It had been more than three years since our expulsion from the Canela village. We prayed for our Canela friends and daily longed to be with them.
One Saturday evening as my family and I were sitting down to our evening meal there was a knock on our door. I got up, opened it and there, to my utter astonishment, stood Jaco, our very best Canela translation helper—nearly a thousand kilometres from his village! I was so shocked I didn’t know what to say.
“Jaco, what are you doing here? How did you get here? Come in!”
“I walked for two days. Then I caught a ride on a rice freight truck for a day. Then I got on a bus for a day and a night, and I walked some more.
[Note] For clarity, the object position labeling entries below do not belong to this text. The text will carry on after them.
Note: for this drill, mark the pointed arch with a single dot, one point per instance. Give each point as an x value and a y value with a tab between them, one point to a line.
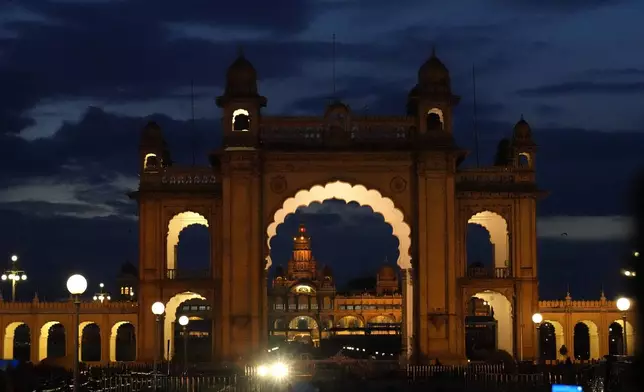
350	193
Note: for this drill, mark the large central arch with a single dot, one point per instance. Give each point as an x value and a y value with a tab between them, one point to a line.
381	205
349	193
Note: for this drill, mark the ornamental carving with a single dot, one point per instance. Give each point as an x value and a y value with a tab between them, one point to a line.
398	184
278	184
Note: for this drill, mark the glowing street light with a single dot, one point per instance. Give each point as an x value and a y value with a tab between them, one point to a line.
183	321
157	309
102	295
15	275
76	285
623	304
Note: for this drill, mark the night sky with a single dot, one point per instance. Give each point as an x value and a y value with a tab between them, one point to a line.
78	80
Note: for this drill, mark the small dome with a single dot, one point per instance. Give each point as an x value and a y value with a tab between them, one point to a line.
433	71
241	78
327	272
387	272
129	269
522	130
279	271
151	132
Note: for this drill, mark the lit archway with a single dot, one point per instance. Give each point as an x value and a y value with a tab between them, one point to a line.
175	226
593	338
304	329
558	335
130	341
10	338
89	341
379	204
497	227
43	341
616	331
171	316
349	193
502	313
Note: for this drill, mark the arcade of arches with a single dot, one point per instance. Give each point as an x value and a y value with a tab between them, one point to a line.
406	168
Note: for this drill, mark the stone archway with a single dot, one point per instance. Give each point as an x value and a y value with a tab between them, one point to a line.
176	225
114	333
379	204
503	315
170	317
9	338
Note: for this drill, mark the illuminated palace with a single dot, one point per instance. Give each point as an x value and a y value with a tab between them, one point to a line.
407	168
305	306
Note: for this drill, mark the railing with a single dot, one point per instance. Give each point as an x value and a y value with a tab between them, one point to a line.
489	272
185	274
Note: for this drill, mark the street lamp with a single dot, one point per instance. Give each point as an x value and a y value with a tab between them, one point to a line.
537	319
157	309
76	285
183	321
623	304
102	295
15	275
Now, here I am. And what’s to eat?”
“Sit down, sit down. It’s so good to see you. Here, fill your plate.”
We had a great time visiting that evening and all day Sunday. Then on Monday, after a big breakfast, I asked him,
“So, Jaco, would you like to translate some more of God’s Word.”
“Yes!”
So we sat down across from each other at my study table. I dusted off the translation manuals and other books that I hadn’t been able to use for three years. It wasn’t hard to pray and thank God for bringing Jaco. I asked God to help us translate some more of His Word. I was, of course, praying in the Canela language, and when I was done I said,
“Hamre,” meaning Done or Amen.
I opened my eyes and was about to open my mouth to start talking when I noticed Jaco still had his eyes closed. And then he started to pray.
“Hello, Great Father in the sky. This is me, Jaco, You’ll remember me. I’m one of those who just recently has turned to You, and begun to follow You.”
That’s when I began to cry.
Because after thirteen years of study, translating, praying and waiting, this was the first time I had heard there were any Canelas who had turned to God. And even though it was the first time I had ever heard a Canela pray, I could hardly wait to hear him say “Hamre” so I could ask him,
“When did this happen?”
“I have been reading those printouts of Luke and Acts every day for a long time. Then a few months ago, I was sitting in my hammock reading those papers and I asked myself,
‘Jaco, how much longer are you going to just lie here and read this stuff? When are you going to believe it and obey it?’
And I answered myself,
‘Right now.’
So I got up out of my hammock and walked out behind my house. I looked up into the sky and said,
‘Great Father in the Sky. This is me, my name is Jaco. According to those papers I have been reading, I am in a really bad relationship with You. I have not lived the way You wanted me to live. Will You please do something for me?’
And then, do you know what the Great Father did?”
“No, what did He do?” I asked.
“He adopted me into His family,” Jaco said, using the same term the Canelas used when one family adopted me as their son, and another adopted my wife as their daughter, and we became true citizens of the Canela village.
I looked at Jaco, sitting across the study table from me and I thought, There sits the first Canela citizen of heaven.
“Then I went into the village,” Jaco continued, “and talked to some of my friends. They read the Great Father’s papers too and now there is a whole group of people who are following the way of Jesus.”
There had been no missionary, no evangelist or pastor in the village for three years. All there was of God was an early draft printout of a couple of Bible books. But God’s time had finally come.
He had begun to build His Church among the Canelas.